Crews have started working on eventually replacing all Interstate 985 signs, a project that motorists should really begin to notice this summer.

The 10-year-old signs now in place "aren't reflecting (well) to the driver ... in low light conditions," said Kathy Zahul, state traffic engineer for the Georgia Department of Transportation.

"The signs may look fine during the day but in low light conditions, they can be difficult to see. (They) will be more visible from a longer distance, allowing motorists to read them from farther away.

"This gives drivers more time to make driving decisions that improves safety for everyone."

The DOT is spending $2.1 million on the project, which extends from I-985's junction at Interstate 85 to its end north of Exit 24. The agency also is replacing signs along I-85 from Gwinnett County to South Carolina — broken into two phases — at a cost of $2.2 million.

The work eventually will be done statewide.

"It's keeping up with new (federal) specifications that we're required to use," said Teri Pope, spokeswoman for the DOT's Gainesville office. "It's part of our funding and (infrastructure) life cycle, just like bridges have a lifespan and we plan on replacing them."

The work began on interstates 985 and 85 as they have some of the oldest signs in the state.

"These signs were (last) replaced when the exits were renumbered," Pope said. "They used to be sequential and now they are based on mileposts.
"We got the first set of new signs then, so those signs have reached their lifespan.
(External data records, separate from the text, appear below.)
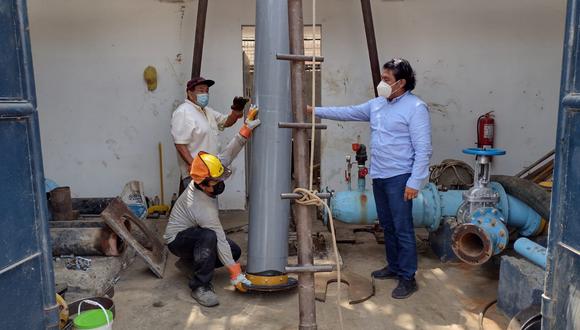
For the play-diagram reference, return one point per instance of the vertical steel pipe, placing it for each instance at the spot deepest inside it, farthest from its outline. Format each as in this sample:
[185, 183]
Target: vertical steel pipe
[271, 146]
[371, 42]
[199, 35]
[304, 214]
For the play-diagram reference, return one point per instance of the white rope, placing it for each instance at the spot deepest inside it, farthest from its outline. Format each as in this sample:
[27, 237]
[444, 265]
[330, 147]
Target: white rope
[309, 196]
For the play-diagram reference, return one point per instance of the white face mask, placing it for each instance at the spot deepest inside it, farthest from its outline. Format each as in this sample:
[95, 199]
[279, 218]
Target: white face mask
[384, 89]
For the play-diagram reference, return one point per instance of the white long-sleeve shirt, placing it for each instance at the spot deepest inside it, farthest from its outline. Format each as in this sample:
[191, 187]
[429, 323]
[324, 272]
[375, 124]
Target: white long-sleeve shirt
[400, 135]
[194, 208]
[198, 129]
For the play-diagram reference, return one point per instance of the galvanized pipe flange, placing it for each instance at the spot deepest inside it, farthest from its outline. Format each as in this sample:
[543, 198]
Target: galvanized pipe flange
[485, 236]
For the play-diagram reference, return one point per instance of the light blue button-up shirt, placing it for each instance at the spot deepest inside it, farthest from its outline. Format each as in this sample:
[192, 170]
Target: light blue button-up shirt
[400, 135]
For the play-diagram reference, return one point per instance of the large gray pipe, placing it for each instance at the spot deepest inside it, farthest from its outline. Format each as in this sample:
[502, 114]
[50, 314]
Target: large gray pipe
[271, 146]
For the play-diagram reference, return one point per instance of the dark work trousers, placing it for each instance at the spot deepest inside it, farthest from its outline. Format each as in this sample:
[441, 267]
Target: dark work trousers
[199, 245]
[396, 219]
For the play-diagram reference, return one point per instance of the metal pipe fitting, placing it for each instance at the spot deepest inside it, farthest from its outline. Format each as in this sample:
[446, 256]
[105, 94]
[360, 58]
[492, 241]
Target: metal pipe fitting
[310, 268]
[485, 236]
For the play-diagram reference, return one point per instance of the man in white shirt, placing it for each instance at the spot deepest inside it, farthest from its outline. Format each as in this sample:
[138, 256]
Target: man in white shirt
[194, 232]
[195, 126]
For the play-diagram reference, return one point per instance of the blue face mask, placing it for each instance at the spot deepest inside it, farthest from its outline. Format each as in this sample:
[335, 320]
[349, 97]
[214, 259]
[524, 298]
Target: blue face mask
[202, 100]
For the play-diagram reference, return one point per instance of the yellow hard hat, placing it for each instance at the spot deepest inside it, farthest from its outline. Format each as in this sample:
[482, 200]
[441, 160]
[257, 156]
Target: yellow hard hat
[206, 166]
[216, 169]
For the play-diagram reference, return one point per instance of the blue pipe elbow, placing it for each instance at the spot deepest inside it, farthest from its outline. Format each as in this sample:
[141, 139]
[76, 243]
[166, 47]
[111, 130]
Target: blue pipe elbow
[532, 251]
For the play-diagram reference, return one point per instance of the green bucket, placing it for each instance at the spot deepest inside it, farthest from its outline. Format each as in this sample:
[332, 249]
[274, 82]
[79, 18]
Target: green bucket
[94, 319]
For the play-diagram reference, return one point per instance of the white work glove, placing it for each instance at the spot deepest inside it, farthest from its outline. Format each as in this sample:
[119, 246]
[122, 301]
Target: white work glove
[251, 124]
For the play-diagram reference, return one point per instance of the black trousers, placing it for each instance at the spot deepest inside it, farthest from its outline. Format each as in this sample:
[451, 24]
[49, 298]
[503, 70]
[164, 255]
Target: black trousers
[199, 246]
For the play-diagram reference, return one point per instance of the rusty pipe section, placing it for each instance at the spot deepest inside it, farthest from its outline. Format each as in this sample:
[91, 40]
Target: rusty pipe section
[85, 242]
[60, 203]
[304, 214]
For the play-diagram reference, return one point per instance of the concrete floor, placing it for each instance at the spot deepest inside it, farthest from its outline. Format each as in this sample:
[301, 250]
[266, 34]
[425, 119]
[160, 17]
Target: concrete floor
[450, 296]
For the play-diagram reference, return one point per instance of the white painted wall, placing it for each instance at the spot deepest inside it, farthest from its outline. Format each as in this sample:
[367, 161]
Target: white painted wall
[100, 126]
[471, 57]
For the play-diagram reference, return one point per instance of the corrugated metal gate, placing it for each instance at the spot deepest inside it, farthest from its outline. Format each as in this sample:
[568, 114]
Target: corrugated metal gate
[27, 297]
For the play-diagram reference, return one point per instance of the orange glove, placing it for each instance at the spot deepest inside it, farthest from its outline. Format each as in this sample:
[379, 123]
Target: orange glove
[251, 122]
[237, 278]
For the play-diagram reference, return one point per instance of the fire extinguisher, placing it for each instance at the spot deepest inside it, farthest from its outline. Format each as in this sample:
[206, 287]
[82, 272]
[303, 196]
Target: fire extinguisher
[485, 130]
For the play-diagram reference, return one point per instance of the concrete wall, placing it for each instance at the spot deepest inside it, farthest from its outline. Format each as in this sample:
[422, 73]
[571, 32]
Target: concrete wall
[470, 57]
[100, 126]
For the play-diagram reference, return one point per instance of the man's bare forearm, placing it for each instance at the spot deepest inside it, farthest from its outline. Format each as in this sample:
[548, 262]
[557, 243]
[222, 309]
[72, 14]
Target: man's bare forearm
[184, 153]
[233, 117]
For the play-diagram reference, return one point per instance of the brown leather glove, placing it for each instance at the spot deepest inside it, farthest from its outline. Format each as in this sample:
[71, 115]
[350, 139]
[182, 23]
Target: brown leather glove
[239, 103]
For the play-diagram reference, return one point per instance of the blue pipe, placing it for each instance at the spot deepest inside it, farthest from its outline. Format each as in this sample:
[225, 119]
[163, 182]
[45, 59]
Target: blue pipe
[430, 206]
[531, 251]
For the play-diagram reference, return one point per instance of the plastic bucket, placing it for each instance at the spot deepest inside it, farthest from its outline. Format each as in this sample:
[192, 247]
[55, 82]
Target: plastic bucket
[94, 319]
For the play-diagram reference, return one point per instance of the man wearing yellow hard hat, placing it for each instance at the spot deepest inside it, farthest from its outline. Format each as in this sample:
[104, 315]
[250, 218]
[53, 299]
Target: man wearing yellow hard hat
[194, 232]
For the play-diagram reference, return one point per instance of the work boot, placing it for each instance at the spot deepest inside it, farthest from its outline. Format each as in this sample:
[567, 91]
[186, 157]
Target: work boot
[384, 274]
[405, 289]
[185, 266]
[205, 296]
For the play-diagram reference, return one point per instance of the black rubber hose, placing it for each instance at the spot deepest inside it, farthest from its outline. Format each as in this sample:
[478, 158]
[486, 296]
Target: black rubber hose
[528, 192]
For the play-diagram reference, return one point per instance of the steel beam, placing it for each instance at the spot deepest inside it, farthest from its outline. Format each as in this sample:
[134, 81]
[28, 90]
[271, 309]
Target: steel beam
[199, 35]
[304, 215]
[371, 42]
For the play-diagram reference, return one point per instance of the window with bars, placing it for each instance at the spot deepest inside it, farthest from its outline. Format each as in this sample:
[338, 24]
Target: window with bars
[311, 47]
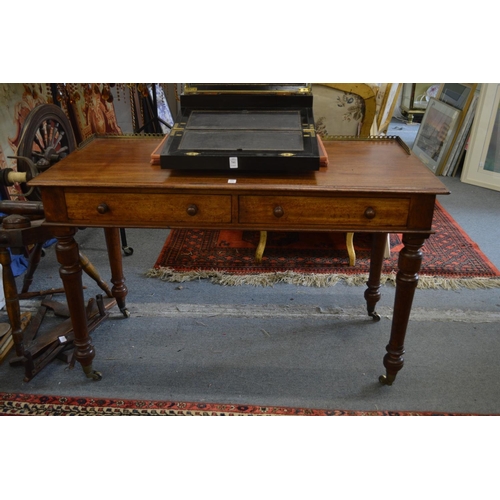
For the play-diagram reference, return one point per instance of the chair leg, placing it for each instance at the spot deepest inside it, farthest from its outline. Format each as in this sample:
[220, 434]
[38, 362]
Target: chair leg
[349, 241]
[261, 247]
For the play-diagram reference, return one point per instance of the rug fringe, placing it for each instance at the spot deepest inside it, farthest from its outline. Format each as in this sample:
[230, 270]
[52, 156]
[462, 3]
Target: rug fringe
[314, 279]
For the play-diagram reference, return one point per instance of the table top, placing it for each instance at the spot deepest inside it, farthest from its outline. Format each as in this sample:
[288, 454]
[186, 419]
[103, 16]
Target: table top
[359, 166]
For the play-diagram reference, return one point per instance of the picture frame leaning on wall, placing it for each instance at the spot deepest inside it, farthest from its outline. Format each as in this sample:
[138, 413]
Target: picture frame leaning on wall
[435, 133]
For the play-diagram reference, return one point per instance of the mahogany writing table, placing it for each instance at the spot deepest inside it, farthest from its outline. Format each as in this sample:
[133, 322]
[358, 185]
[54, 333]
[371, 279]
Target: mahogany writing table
[371, 186]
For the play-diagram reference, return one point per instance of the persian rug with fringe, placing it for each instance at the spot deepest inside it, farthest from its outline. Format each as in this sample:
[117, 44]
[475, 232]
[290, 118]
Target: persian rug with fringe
[41, 405]
[451, 259]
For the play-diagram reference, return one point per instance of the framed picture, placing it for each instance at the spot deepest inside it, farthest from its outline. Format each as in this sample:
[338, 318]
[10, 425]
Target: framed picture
[435, 133]
[482, 161]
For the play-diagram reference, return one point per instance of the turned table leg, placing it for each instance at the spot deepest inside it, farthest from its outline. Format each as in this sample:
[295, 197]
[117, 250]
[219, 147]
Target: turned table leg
[372, 293]
[12, 300]
[410, 259]
[71, 274]
[119, 289]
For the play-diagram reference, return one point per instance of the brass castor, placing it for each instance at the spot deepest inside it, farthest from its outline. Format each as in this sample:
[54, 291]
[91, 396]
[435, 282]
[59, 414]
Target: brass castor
[91, 373]
[386, 379]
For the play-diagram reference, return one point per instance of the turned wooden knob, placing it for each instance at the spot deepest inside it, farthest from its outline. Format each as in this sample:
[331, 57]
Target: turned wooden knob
[102, 208]
[16, 221]
[369, 213]
[278, 211]
[192, 210]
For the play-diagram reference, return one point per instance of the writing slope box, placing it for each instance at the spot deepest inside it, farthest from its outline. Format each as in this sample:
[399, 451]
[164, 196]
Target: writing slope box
[250, 127]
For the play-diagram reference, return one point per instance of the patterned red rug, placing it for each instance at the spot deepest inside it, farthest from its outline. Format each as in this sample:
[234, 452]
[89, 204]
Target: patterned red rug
[36, 405]
[451, 258]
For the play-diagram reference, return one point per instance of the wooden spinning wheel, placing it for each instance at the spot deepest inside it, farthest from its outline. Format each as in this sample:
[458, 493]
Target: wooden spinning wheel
[47, 137]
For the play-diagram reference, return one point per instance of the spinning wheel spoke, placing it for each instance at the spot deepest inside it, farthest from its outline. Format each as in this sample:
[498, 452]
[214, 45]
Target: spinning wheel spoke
[47, 138]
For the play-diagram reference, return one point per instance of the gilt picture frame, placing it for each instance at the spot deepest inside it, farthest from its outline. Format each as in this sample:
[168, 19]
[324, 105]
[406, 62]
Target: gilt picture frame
[435, 133]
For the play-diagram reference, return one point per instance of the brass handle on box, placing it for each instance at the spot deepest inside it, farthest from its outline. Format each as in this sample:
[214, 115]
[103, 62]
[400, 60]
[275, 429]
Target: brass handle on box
[192, 210]
[103, 208]
[370, 213]
[278, 211]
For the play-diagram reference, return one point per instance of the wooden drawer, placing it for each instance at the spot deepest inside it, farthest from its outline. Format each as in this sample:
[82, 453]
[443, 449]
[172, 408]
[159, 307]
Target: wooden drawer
[130, 209]
[340, 212]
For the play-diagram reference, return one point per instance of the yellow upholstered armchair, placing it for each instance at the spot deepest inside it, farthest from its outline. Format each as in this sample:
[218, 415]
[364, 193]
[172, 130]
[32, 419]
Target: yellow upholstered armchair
[345, 109]
[341, 109]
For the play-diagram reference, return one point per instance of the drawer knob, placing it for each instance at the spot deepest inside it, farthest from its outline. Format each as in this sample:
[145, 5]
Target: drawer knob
[192, 210]
[369, 213]
[102, 208]
[278, 211]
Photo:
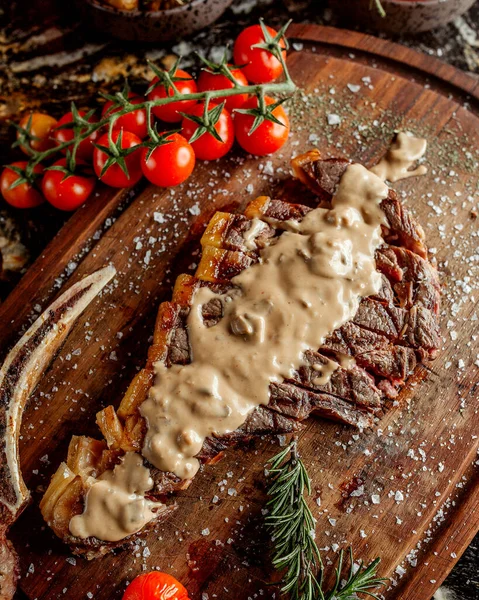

They're not reflecting (as they should)."

The DOT contracted the projects in February to Sheets Construction Co. in Locust Grove, with a scheduled completion date of Oct. 31.

"The contractor is now starting to install the support structures for the signage, pouring concrete footings and driving the piles that go into those deep holes — kind of everything below ground," Pope said.

The new signs are being made now.

"Later this summer, after the concrete is cured and we know that it's strong enough, then (motorists) will start to see the new signs go up and the old signs come down," Pope said.

Lane closures will take place for large overhead signs. That work likely will occur late summer or early fall as weather permits.